Galit - That's a really important question. With the mRNA vaccines, what we saw in the COVID-19 pandemic is that we saw these very robust immune responses that did decline to some level. But if you look at some of these long-term studies that were done in large populations of vaccinated individuals, what we saw is that this technology really is generating immune responses that can last for a very, very long time. But also importantly, this technology also raises those white blood cells that you mentioned that essentially live for very long periods of time, constantly surveying our body for potential entry of a pathogen. And so we have this long-term immunity built in really both through these white blood cell responses as well as by antibodies that we hope that this novel vaccine technology can help to serve or to fill the gaps for other technologies that are out there.
Chris - How long is it going to take you to get this to market?
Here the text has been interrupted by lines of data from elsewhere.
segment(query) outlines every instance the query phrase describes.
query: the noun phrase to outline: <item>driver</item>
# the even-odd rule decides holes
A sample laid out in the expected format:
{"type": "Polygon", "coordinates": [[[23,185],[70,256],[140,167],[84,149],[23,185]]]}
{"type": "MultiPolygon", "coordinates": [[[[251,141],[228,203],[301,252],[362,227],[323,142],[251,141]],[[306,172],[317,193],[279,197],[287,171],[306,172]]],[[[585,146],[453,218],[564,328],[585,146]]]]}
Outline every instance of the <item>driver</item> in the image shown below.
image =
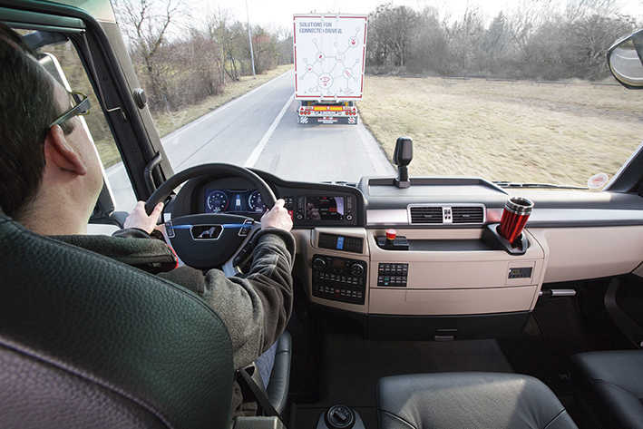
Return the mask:
{"type": "MultiPolygon", "coordinates": [[[[149,235],[162,210],[161,203],[148,216],[140,201],[119,237],[86,235],[102,175],[86,131],[76,116],[65,116],[75,102],[20,36],[2,24],[0,64],[1,210],[37,234],[124,262],[141,258],[151,262],[138,265],[143,268],[158,270],[172,258],[173,268],[171,250],[149,235]]],[[[261,219],[251,268],[243,278],[190,267],[160,274],[200,294],[219,314],[229,332],[238,369],[270,349],[290,317],[295,247],[291,228],[290,216],[279,200],[261,219]]],[[[270,360],[269,356],[259,359],[265,364],[259,367],[264,379],[270,360]]],[[[244,403],[239,385],[234,390],[233,413],[251,414],[256,408],[244,403]]]]}

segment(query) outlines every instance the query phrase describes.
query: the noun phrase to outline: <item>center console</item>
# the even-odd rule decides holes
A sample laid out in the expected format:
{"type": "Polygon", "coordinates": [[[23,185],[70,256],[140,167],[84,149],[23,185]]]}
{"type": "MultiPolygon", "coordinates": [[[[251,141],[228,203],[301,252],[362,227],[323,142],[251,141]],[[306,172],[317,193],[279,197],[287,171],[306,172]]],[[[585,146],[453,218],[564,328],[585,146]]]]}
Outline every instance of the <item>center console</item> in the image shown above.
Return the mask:
{"type": "Polygon", "coordinates": [[[315,255],[312,290],[314,297],[364,304],[367,265],[363,260],[315,255]]]}

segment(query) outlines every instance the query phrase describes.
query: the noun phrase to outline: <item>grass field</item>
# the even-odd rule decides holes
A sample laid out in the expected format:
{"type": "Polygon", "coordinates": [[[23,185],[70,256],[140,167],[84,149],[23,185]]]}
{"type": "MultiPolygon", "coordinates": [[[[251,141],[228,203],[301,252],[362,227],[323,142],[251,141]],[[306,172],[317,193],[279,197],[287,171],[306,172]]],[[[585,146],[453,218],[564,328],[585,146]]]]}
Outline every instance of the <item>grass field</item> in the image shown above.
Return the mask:
{"type": "MultiPolygon", "coordinates": [[[[215,110],[226,102],[243,95],[248,91],[256,88],[270,79],[282,74],[293,67],[292,64],[279,65],[269,70],[263,74],[252,76],[241,76],[239,81],[229,81],[223,92],[218,95],[213,95],[203,100],[199,104],[187,106],[177,112],[153,112],[154,124],[161,137],[170,133],[186,123],[190,123],[197,118],[215,110]]],[[[96,141],[98,152],[101,154],[105,168],[121,161],[121,155],[116,149],[116,145],[112,140],[102,140],[96,141]]]]}
{"type": "Polygon", "coordinates": [[[643,140],[643,93],[619,85],[367,76],[359,110],[389,158],[414,140],[415,176],[586,186],[643,140]]]}

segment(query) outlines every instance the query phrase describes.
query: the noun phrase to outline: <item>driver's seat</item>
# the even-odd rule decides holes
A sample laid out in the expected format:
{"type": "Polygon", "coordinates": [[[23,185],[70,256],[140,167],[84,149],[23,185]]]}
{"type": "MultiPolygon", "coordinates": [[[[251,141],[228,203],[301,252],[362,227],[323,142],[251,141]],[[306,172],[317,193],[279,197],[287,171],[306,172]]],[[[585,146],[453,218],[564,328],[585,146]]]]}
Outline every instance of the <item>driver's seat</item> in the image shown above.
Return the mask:
{"type": "Polygon", "coordinates": [[[0,427],[226,428],[232,349],[199,297],[0,211],[0,427]]]}

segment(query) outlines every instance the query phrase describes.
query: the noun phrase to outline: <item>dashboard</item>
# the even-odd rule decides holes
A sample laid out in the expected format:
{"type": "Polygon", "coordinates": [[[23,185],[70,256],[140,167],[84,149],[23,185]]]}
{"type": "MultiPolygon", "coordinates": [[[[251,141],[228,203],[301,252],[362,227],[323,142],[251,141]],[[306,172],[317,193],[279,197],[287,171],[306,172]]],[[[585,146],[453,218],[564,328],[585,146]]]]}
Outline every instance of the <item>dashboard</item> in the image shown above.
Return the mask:
{"type": "MultiPolygon", "coordinates": [[[[355,187],[282,180],[256,171],[277,198],[286,201],[295,228],[365,226],[365,204],[355,187]]],[[[205,178],[188,181],[172,202],[172,216],[225,213],[258,220],[267,207],[261,193],[241,178],[205,178]]]]}
{"type": "Polygon", "coordinates": [[[257,190],[219,190],[207,188],[205,213],[263,213],[266,205],[257,190]]]}
{"type": "MultiPolygon", "coordinates": [[[[400,190],[392,178],[347,186],[254,171],[292,216],[295,275],[308,300],[365,315],[369,332],[393,327],[399,336],[410,332],[408,322],[424,338],[434,321],[435,335],[471,327],[495,332],[484,321],[514,317],[520,327],[543,283],[625,274],[643,260],[638,195],[519,190],[535,209],[526,253],[511,255],[489,244],[484,230],[500,220],[512,190],[481,179],[420,178],[400,190]],[[386,229],[407,246],[383,246],[386,229]],[[475,323],[459,324],[464,319],[475,323]]],[[[186,182],[168,209],[171,217],[234,213],[258,220],[266,208],[249,181],[208,177],[186,182]]]]}

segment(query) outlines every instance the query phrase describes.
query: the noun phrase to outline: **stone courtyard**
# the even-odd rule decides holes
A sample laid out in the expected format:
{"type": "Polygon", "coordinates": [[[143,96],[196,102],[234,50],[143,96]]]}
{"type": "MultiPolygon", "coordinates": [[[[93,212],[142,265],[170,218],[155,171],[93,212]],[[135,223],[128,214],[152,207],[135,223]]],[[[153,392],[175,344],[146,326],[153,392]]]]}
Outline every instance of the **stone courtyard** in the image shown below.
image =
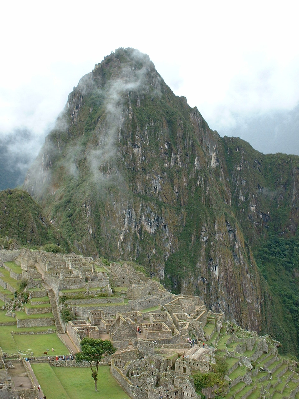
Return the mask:
{"type": "MultiPolygon", "coordinates": [[[[28,249],[0,251],[0,285],[6,292],[14,290],[4,270],[9,269],[6,263],[13,261],[20,267],[22,273],[12,272],[11,277],[27,282],[31,305],[27,306],[26,314],[50,315],[41,318],[28,316],[20,320],[20,327],[55,324],[58,334],[67,334],[77,351],[85,337],[111,340],[117,351],[104,362],[110,365],[112,375],[131,398],[198,397],[192,374],[209,373],[216,363],[217,345],[224,334],[222,314],[207,310],[198,296],[171,294],[128,263],[112,262],[107,265],[100,259],[28,249]],[[61,316],[61,309],[66,307],[74,315],[74,320],[67,323],[61,316]]],[[[17,318],[17,311],[9,310],[13,302],[11,296],[4,292],[0,292],[0,298],[6,303],[8,314],[17,318]]],[[[24,307],[26,310],[26,305],[24,307]]],[[[223,355],[225,358],[238,360],[236,368],[247,364],[251,370],[250,361],[269,352],[274,361],[279,358],[276,346],[270,351],[265,339],[263,341],[256,333],[242,338],[233,334],[231,337],[224,344],[223,355]],[[232,352],[228,348],[233,342],[237,344],[232,352]],[[246,351],[254,349],[252,359],[247,358],[246,351]]],[[[76,351],[70,348],[71,353],[76,351]]],[[[20,398],[35,399],[36,387],[33,381],[30,389],[24,390],[22,395],[15,390],[13,396],[7,389],[9,371],[3,354],[0,357],[3,363],[0,398],[18,395],[20,398]]],[[[55,365],[63,365],[60,361],[56,363],[52,358],[50,361],[55,365]]],[[[66,361],[63,364],[67,363],[66,361]]],[[[232,373],[234,369],[230,371],[232,373]]],[[[298,383],[291,392],[291,397],[299,391],[299,378],[293,375],[292,378],[297,378],[298,383]]],[[[242,381],[246,385],[246,381],[252,383],[252,377],[242,380],[239,376],[236,381],[231,379],[229,386],[232,388],[242,381]]],[[[256,384],[254,389],[258,391],[259,389],[260,395],[257,397],[261,397],[262,390],[256,384]]],[[[227,397],[234,397],[229,393],[229,388],[227,397]]],[[[207,398],[214,396],[212,392],[205,394],[207,398]]]]}

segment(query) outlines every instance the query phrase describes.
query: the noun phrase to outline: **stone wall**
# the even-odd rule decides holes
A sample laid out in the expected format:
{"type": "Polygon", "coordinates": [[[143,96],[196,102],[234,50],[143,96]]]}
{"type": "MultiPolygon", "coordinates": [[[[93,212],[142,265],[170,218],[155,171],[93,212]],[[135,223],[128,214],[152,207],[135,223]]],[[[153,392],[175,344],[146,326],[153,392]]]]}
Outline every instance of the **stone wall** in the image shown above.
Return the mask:
{"type": "Polygon", "coordinates": [[[147,285],[134,284],[128,288],[126,297],[128,299],[137,299],[147,296],[148,292],[149,287],[147,285]]]}
{"type": "Polygon", "coordinates": [[[117,367],[123,367],[127,361],[134,360],[138,358],[137,349],[122,351],[119,353],[113,354],[112,356],[112,358],[114,360],[115,365],[117,367]]]}
{"type": "Polygon", "coordinates": [[[0,261],[3,262],[12,262],[15,258],[19,256],[20,252],[20,249],[15,249],[14,251],[2,249],[0,251],[0,261]]]}
{"type": "Polygon", "coordinates": [[[149,323],[141,326],[141,332],[147,340],[161,340],[172,338],[171,330],[165,323],[149,323]]]}
{"type": "Polygon", "coordinates": [[[116,312],[123,313],[132,310],[131,306],[129,304],[120,305],[105,305],[105,304],[99,304],[98,305],[91,305],[87,306],[74,306],[73,307],[73,311],[75,314],[80,317],[86,317],[89,310],[103,310],[107,314],[115,314],[116,312]]]}
{"type": "MultiPolygon", "coordinates": [[[[4,281],[1,278],[1,277],[3,277],[3,275],[1,274],[1,269],[0,269],[0,285],[2,287],[2,288],[6,288],[7,286],[7,284],[6,281],[4,281]]],[[[14,291],[13,291],[12,292],[14,292],[14,291]]]]}
{"type": "MultiPolygon", "coordinates": [[[[62,296],[59,295],[59,296],[62,296]]],[[[124,303],[124,298],[120,296],[99,297],[96,298],[83,298],[82,299],[68,299],[65,303],[67,305],[84,305],[87,304],[97,304],[102,303],[124,303]]]]}
{"type": "Polygon", "coordinates": [[[157,296],[148,296],[135,300],[130,300],[128,303],[132,306],[133,310],[142,310],[148,308],[152,308],[160,304],[159,299],[157,296]]]}
{"type": "Polygon", "coordinates": [[[44,314],[45,313],[51,313],[52,308],[51,306],[47,308],[28,308],[25,306],[25,312],[26,314],[44,314]]]}
{"type": "Polygon", "coordinates": [[[133,384],[122,371],[115,365],[113,359],[111,359],[110,370],[111,374],[124,390],[133,399],[135,398],[137,399],[137,395],[132,392],[133,384]]]}
{"type": "Polygon", "coordinates": [[[137,348],[144,356],[148,355],[152,356],[155,354],[155,344],[152,341],[144,341],[140,338],[138,340],[137,348]]]}
{"type": "Polygon", "coordinates": [[[12,279],[14,279],[15,280],[21,280],[22,279],[22,273],[16,273],[15,272],[13,271],[10,268],[7,266],[4,263],[3,263],[3,267],[7,270],[9,272],[9,275],[12,279]]]}
{"type": "Polygon", "coordinates": [[[17,319],[17,327],[42,327],[53,326],[55,324],[54,319],[51,317],[41,317],[37,319],[17,319]]]}
{"type": "Polygon", "coordinates": [[[28,291],[30,292],[32,298],[41,298],[43,296],[47,296],[48,294],[47,291],[45,288],[41,288],[40,290],[38,291],[31,291],[29,288],[28,291]]]}

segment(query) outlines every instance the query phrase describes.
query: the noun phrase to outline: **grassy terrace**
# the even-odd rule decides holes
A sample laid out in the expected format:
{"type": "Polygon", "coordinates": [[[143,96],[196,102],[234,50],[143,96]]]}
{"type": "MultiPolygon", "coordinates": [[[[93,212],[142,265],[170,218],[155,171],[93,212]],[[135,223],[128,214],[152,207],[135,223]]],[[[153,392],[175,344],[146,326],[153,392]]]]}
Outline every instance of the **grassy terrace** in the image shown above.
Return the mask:
{"type": "Polygon", "coordinates": [[[110,270],[106,269],[106,267],[95,267],[94,270],[96,272],[104,272],[104,273],[110,271],[110,270]]]}
{"type": "Polygon", "coordinates": [[[8,295],[10,298],[14,297],[14,294],[11,291],[9,291],[6,288],[3,288],[1,285],[0,285],[0,292],[3,294],[8,295]]]}
{"type": "Polygon", "coordinates": [[[15,273],[17,273],[18,274],[22,274],[22,269],[21,266],[15,263],[14,262],[6,262],[5,265],[15,273]]]}
{"type": "Polygon", "coordinates": [[[120,292],[122,291],[126,292],[128,290],[128,287],[114,287],[113,289],[117,292],[120,292]]]}
{"type": "MultiPolygon", "coordinates": [[[[275,370],[275,371],[273,373],[272,375],[272,377],[273,378],[273,379],[275,379],[277,378],[277,376],[278,375],[279,373],[281,371],[282,371],[282,370],[283,370],[284,369],[285,369],[286,366],[287,365],[285,364],[285,363],[283,363],[281,365],[281,366],[279,367],[277,369],[277,370],[275,370]]],[[[286,371],[286,373],[287,372],[286,371]]],[[[285,375],[285,373],[284,375],[285,375]]]]}
{"type": "Polygon", "coordinates": [[[2,323],[12,323],[14,322],[16,324],[16,319],[10,316],[6,316],[6,310],[0,310],[0,324],[2,323]]]}
{"type": "Polygon", "coordinates": [[[59,292],[62,292],[63,294],[67,294],[68,292],[70,293],[72,292],[85,292],[86,291],[86,288],[73,288],[72,290],[61,290],[59,292]]]}
{"type": "Polygon", "coordinates": [[[222,337],[220,337],[220,339],[219,340],[218,345],[217,347],[218,350],[224,350],[226,349],[226,341],[230,336],[230,335],[227,335],[226,334],[224,334],[222,337]]]}
{"type": "Polygon", "coordinates": [[[229,375],[230,378],[232,380],[234,379],[239,376],[244,375],[245,373],[248,371],[248,369],[245,366],[242,366],[241,367],[237,367],[229,375]]]}
{"type": "MultiPolygon", "coordinates": [[[[11,318],[12,320],[14,320],[12,318],[11,318]]],[[[14,326],[1,326],[1,334],[0,334],[0,346],[2,348],[2,350],[4,352],[6,352],[8,354],[15,353],[17,350],[21,351],[27,350],[29,347],[28,345],[24,344],[21,345],[20,344],[20,347],[17,346],[14,337],[16,336],[16,335],[12,334],[12,332],[37,332],[39,331],[51,331],[55,332],[56,328],[55,326],[50,327],[26,327],[22,328],[18,328],[16,324],[14,326]]],[[[56,334],[54,335],[57,336],[56,334]]],[[[31,336],[35,337],[37,335],[34,334],[33,335],[21,335],[20,337],[23,338],[26,336],[31,336]]],[[[41,335],[41,337],[43,337],[43,339],[46,340],[47,334],[43,334],[41,335]]],[[[58,337],[57,337],[58,338],[58,337]]],[[[58,338],[59,339],[59,338],[58,338]]],[[[52,347],[51,347],[51,348],[52,347]]],[[[55,347],[54,347],[54,348],[55,347]]],[[[44,351],[45,350],[44,350],[44,351]]]]}
{"type": "Polygon", "coordinates": [[[237,384],[230,389],[229,393],[228,393],[226,397],[227,398],[233,397],[235,392],[236,392],[239,389],[242,389],[246,386],[245,383],[243,382],[243,381],[240,381],[240,382],[238,382],[237,384]]]}
{"type": "Polygon", "coordinates": [[[214,333],[214,334],[213,334],[213,336],[210,339],[210,341],[209,341],[209,342],[210,342],[210,343],[212,343],[214,342],[214,341],[215,341],[217,337],[218,336],[218,334],[219,334],[218,332],[217,332],[217,331],[215,331],[215,332],[214,333]]]}
{"type": "Polygon", "coordinates": [[[39,308],[51,308],[51,305],[49,303],[42,303],[40,305],[35,305],[31,304],[30,303],[27,303],[25,305],[25,308],[27,308],[28,309],[32,309],[34,308],[34,309],[39,308]]]}
{"type": "Polygon", "coordinates": [[[46,301],[47,301],[48,302],[50,302],[48,296],[42,296],[39,298],[31,298],[30,299],[31,304],[33,304],[34,302],[45,302],[46,301]]]}
{"type": "Polygon", "coordinates": [[[142,313],[146,313],[147,312],[151,312],[153,310],[157,310],[158,309],[160,309],[161,306],[154,306],[152,308],[148,308],[147,309],[144,309],[140,311],[142,313]]]}
{"type": "Polygon", "coordinates": [[[205,334],[207,334],[208,335],[210,335],[214,329],[214,323],[207,323],[204,327],[203,330],[205,332],[205,334]]]}
{"type": "MultiPolygon", "coordinates": [[[[245,393],[246,393],[248,391],[250,391],[250,389],[252,389],[252,385],[246,385],[244,388],[243,388],[242,390],[240,392],[239,392],[238,393],[236,393],[236,394],[235,395],[235,399],[240,399],[240,398],[243,396],[243,395],[244,395],[245,393]]],[[[250,395],[250,397],[252,398],[252,398],[253,398],[253,397],[252,397],[251,395],[250,395]]],[[[257,397],[259,397],[258,396],[257,397]]]]}
{"type": "Polygon", "coordinates": [[[51,355],[63,355],[69,353],[66,346],[56,334],[35,334],[34,335],[14,334],[13,338],[17,347],[22,353],[29,354],[33,352],[33,356],[41,356],[45,351],[51,355]],[[52,352],[52,348],[54,348],[52,352]]]}
{"type": "Polygon", "coordinates": [[[4,281],[8,282],[10,285],[14,288],[16,291],[19,289],[20,281],[17,281],[14,279],[12,279],[9,275],[9,272],[6,270],[4,267],[0,268],[0,273],[3,277],[1,277],[1,278],[4,281]]]}
{"type": "Polygon", "coordinates": [[[111,303],[108,302],[106,303],[84,303],[80,305],[75,305],[74,306],[80,308],[89,308],[90,306],[119,306],[120,305],[126,304],[125,302],[116,302],[115,303],[111,303]]]}
{"type": "Polygon", "coordinates": [[[227,367],[230,369],[236,363],[239,363],[239,359],[235,359],[234,358],[228,358],[225,359],[225,362],[227,365],[227,367]]]}
{"type": "Polygon", "coordinates": [[[51,313],[41,314],[26,314],[25,312],[16,312],[16,318],[19,320],[24,320],[25,319],[39,319],[45,317],[53,318],[53,315],[51,313]]]}
{"type": "Polygon", "coordinates": [[[109,366],[98,368],[97,392],[89,367],[51,367],[47,363],[32,366],[47,399],[130,399],[110,374],[109,366]]]}

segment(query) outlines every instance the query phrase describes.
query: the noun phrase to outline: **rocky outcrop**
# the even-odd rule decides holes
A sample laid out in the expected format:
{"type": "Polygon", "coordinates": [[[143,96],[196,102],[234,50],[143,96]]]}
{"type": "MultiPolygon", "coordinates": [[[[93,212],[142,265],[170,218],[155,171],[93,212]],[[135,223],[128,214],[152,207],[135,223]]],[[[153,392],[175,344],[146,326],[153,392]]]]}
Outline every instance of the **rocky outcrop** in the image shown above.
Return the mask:
{"type": "Polygon", "coordinates": [[[121,49],[74,88],[24,187],[84,255],[137,260],[174,291],[260,331],[269,295],[248,243],[287,183],[274,198],[271,160],[245,149],[175,96],[148,56],[121,49]]]}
So you've got something that's regulator approved that could be deployed into the field? Because obviously the crisis we're having is now and we need this sort of solution now.
Galit - Right, so it's important to just mention that this vaccine has not been approved by regulators. We're right now in the middle of a phase one, phase two trial. When in those trials, our goal is to go into healthy populations and ask, are these vaccines safe. With that data, understanding whether we are inducing robust immune responses as well as seeing that these vaccines are incredibly well tolerated at a population level, gives us the essential information that we need then to make decisions about how we can move forward in the context of a licensure trial or commercial deployment.